“The problem is all inside your head, she said to me. The answer is easy if you take it logically. I’d like to help you in your struggle to be free. There must be 36 ways to leave that writing system that doesn’t work.”
Paul Simon had it right. For reporters, the problem was never inside their heads. The problem was the load the system put on them.
The answer is easy if you take it logically. You have to learn a simpler process.
Paul Simon isn’t the only one who had it right. Martin Luther King, Jr., had it right, too.
“Free at last! Free at last! Thank God Almighty, we are free at last!”
FaWeeDom to Choose the Right Tool
Before we get started, let’s make a point: Learning piano doesn’t make you forget guitar. Learning to paint doesn’t erase your drawing skills. Learning to box doesn’t delete your martial arts training.
You add. You choose. You match the tool to the task.
Learning BREVITY doesn’t mean forgetting how you currently write. It means gaining the freedom to choose what serves you better.
You can always go back, but once you’re “free at last,” as Martin Luther King, Jr. said, you won’t.
The list below was complied with the help of my upcoming book, THE SCIENCE OF STENO: Why Court Reporting Is So Hard — and What the Math Proves.

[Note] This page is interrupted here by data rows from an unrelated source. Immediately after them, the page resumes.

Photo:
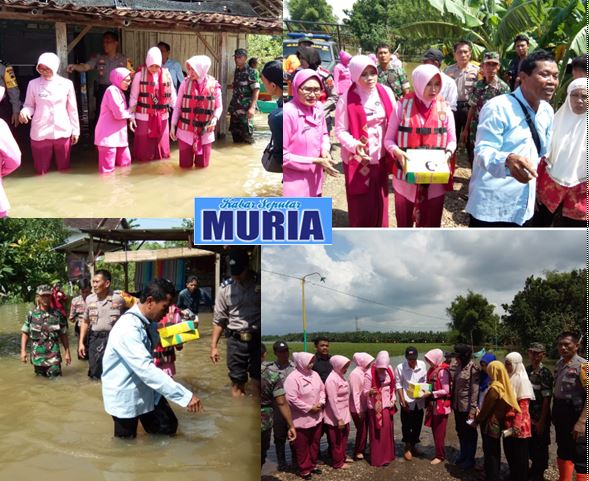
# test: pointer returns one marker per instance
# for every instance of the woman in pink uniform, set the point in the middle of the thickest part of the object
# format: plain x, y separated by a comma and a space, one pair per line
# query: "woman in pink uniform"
305, 148
361, 119
152, 94
379, 387
337, 410
422, 119
305, 394
9, 159
358, 401
439, 401
196, 113
51, 104
110, 136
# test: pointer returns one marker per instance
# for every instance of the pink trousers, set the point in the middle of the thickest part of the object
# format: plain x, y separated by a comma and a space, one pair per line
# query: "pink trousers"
338, 442
148, 148
44, 150
109, 157
306, 446
361, 433
188, 158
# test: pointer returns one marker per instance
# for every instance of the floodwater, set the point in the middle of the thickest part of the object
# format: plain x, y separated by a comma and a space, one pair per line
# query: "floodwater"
149, 189
57, 430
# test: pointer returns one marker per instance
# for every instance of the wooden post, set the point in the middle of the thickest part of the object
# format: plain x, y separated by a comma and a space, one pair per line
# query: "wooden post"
223, 80
61, 44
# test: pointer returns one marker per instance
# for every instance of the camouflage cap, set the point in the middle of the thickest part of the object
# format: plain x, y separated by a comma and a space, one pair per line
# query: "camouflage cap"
491, 57
43, 289
537, 347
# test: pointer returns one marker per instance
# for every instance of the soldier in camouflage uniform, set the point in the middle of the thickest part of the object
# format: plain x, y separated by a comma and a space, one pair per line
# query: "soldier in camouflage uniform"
45, 327
8, 81
246, 87
272, 392
542, 382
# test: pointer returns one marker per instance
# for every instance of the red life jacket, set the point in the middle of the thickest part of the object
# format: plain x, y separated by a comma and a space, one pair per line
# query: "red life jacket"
150, 97
197, 110
440, 404
417, 133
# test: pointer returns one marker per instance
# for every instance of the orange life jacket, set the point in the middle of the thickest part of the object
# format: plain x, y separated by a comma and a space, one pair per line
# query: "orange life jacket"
148, 100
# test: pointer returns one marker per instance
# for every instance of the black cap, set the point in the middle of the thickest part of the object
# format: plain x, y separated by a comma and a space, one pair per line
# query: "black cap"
411, 353
433, 54
279, 346
272, 71
238, 261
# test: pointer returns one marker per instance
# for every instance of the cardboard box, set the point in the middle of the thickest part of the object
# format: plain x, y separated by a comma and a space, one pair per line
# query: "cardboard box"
416, 390
426, 166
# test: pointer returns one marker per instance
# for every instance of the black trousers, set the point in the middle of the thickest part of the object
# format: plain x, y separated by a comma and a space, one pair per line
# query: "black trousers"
161, 420
411, 422
516, 453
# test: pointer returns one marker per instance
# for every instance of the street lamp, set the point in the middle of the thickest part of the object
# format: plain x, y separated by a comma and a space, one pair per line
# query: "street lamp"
304, 309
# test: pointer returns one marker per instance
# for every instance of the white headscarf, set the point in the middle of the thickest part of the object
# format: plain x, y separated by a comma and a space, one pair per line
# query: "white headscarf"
519, 377
567, 161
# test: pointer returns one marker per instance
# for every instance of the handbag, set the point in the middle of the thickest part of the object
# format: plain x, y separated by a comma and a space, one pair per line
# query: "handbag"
270, 162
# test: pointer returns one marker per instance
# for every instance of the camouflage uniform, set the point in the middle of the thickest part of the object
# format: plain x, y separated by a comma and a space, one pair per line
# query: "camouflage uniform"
245, 82
271, 388
395, 78
44, 329
542, 382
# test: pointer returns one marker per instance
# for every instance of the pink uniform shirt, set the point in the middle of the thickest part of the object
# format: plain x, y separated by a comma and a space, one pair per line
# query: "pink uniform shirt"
304, 389
358, 398
337, 391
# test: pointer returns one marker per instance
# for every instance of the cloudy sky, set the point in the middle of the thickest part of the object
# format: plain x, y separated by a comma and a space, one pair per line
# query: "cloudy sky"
416, 271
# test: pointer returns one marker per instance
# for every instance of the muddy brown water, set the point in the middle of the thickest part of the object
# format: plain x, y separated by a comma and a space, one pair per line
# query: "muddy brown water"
58, 430
145, 189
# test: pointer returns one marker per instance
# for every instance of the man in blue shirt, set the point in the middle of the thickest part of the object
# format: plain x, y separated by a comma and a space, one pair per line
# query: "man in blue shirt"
190, 297
502, 190
133, 389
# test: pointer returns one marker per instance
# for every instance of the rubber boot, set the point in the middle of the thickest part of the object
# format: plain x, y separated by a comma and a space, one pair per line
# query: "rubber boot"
565, 469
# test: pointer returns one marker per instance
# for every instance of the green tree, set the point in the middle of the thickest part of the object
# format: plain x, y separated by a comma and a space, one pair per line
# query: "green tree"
28, 258
545, 307
311, 11
473, 318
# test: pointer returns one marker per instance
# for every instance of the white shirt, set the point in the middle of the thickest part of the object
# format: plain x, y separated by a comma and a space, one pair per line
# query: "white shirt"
404, 375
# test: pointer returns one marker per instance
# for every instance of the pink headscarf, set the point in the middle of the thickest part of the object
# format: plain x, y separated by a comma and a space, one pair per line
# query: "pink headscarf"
358, 64
153, 57
338, 363
382, 360
201, 65
302, 360
362, 360
421, 77
434, 357
118, 75
300, 78
344, 58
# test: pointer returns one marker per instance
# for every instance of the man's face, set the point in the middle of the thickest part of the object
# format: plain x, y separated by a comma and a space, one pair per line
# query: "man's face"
384, 56
542, 82
462, 55
155, 310
323, 348
192, 286
567, 347
521, 48
100, 285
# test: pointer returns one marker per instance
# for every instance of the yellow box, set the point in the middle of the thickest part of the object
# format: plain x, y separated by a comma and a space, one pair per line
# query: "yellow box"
416, 390
179, 338
426, 166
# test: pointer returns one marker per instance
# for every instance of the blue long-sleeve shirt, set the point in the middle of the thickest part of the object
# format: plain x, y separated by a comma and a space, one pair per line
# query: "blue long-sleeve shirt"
494, 195
131, 384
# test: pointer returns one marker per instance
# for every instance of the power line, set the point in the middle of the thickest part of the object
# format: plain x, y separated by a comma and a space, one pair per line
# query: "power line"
363, 299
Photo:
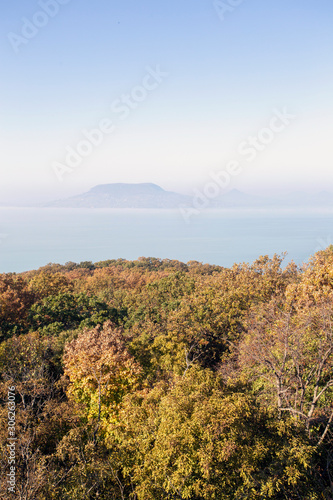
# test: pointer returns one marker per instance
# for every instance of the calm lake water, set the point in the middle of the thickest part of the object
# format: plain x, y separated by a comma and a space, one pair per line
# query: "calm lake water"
33, 237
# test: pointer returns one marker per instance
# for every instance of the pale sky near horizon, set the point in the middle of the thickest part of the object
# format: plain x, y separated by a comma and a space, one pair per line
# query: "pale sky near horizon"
71, 65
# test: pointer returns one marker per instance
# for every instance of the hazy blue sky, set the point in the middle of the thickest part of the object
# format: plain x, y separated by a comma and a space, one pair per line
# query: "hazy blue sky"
68, 64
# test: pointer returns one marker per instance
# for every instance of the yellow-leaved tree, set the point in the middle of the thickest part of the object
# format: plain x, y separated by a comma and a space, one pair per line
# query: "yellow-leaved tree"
101, 371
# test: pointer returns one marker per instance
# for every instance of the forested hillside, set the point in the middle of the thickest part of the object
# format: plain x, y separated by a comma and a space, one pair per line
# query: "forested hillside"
158, 380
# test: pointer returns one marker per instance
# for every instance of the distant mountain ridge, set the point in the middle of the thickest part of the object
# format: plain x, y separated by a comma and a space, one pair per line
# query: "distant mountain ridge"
121, 195
151, 196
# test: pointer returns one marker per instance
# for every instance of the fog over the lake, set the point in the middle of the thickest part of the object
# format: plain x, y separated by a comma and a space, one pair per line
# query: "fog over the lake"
165, 93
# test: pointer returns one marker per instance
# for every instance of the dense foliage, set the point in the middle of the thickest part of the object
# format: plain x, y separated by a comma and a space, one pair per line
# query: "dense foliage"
158, 380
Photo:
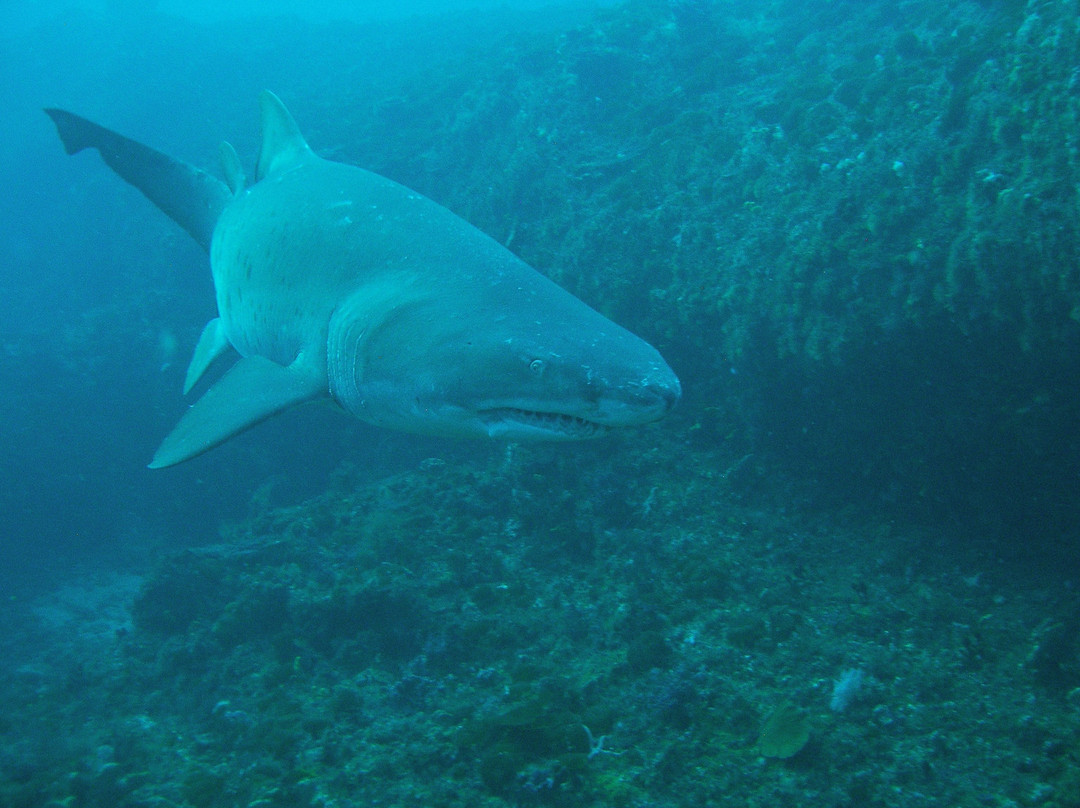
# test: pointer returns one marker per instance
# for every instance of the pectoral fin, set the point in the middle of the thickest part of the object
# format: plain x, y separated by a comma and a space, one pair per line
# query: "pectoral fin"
253, 390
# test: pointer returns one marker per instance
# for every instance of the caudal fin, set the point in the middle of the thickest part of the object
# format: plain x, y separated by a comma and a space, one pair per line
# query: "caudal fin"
190, 197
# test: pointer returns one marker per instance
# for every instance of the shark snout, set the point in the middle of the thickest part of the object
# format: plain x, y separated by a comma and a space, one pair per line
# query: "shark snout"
645, 401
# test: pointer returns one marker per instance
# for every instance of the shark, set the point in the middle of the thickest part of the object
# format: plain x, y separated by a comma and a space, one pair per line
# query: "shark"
337, 283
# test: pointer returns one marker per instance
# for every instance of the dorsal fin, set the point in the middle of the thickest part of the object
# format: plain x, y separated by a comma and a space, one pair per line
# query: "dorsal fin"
283, 146
231, 166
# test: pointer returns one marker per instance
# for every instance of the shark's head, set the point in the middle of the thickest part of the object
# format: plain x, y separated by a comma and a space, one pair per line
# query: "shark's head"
548, 371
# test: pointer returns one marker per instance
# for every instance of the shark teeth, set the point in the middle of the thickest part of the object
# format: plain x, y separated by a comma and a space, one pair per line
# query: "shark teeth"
512, 419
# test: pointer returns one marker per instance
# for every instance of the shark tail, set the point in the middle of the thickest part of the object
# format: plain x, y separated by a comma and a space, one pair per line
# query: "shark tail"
190, 197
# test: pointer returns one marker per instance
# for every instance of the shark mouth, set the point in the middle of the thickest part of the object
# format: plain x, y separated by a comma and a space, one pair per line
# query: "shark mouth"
551, 426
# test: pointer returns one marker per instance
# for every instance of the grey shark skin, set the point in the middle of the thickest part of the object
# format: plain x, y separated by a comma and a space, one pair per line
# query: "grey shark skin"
336, 282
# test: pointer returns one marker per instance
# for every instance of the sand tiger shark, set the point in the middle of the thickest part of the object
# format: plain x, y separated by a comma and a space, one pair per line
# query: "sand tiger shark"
334, 282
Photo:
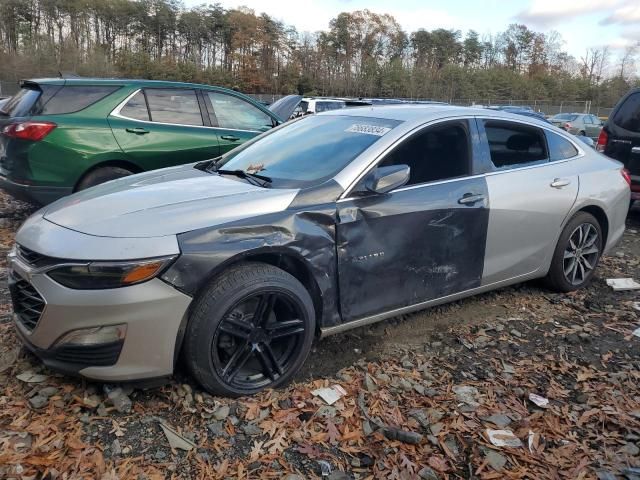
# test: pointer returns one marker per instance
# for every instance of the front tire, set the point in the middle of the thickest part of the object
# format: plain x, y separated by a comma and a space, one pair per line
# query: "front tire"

What BREVITY Frees You From
Freedom from the briefing treadmill
Freedom from hesitation lag
Freedom from mental fatigue
Freedom from prediction gambling
Freedom from performance anxiety
Freedom from the short-stroke obsession
Freedom from burning time to save strokes, and even caring
Freedom from dense outlines that betray you under fatigue
Freedom from the backwards fatigue curve
Freedom from recalling thousands of obscure, nonsensical briefs
Freedom from depletion
Freedom from self-blame
Freedom from “practice harder”
Freedom to sustain
Freedom from the invisible
Freedom from realtime exposure
Freedom from editing purgatory
Freedom from the four-phase career arc
Freedom from the identity trap
Freedom from the outlier requirement
Freedom from the technology savior myth
Freedom from inconsistent mapping
Freedom from compound injury
Freedom from the cliff edge
Freedom from paying for someone else’s theory
Freedom from constant self-monitoring
Freedom from prep dependence
Freedom from ceiling anxiety
Freedom from shrinking career horizons
Freedom from silent comparison
Freedom from endurance doubt
Freedom from invisible attrition
Freedom from confusing difficulty with value
Freedom from inherited assumptions
Freedom to redefine mastery
Freedom to love writing again!
“FaWeeDom.”
You don’t forget how you write now. You gain the freedom to put it aside when something serves you better.
The truth is you don’t need all that complication.
And that truth will set you free.
In addition, you’ll have so much fun with BREVITY, your writing will get so much better, you’ll NEVER go back.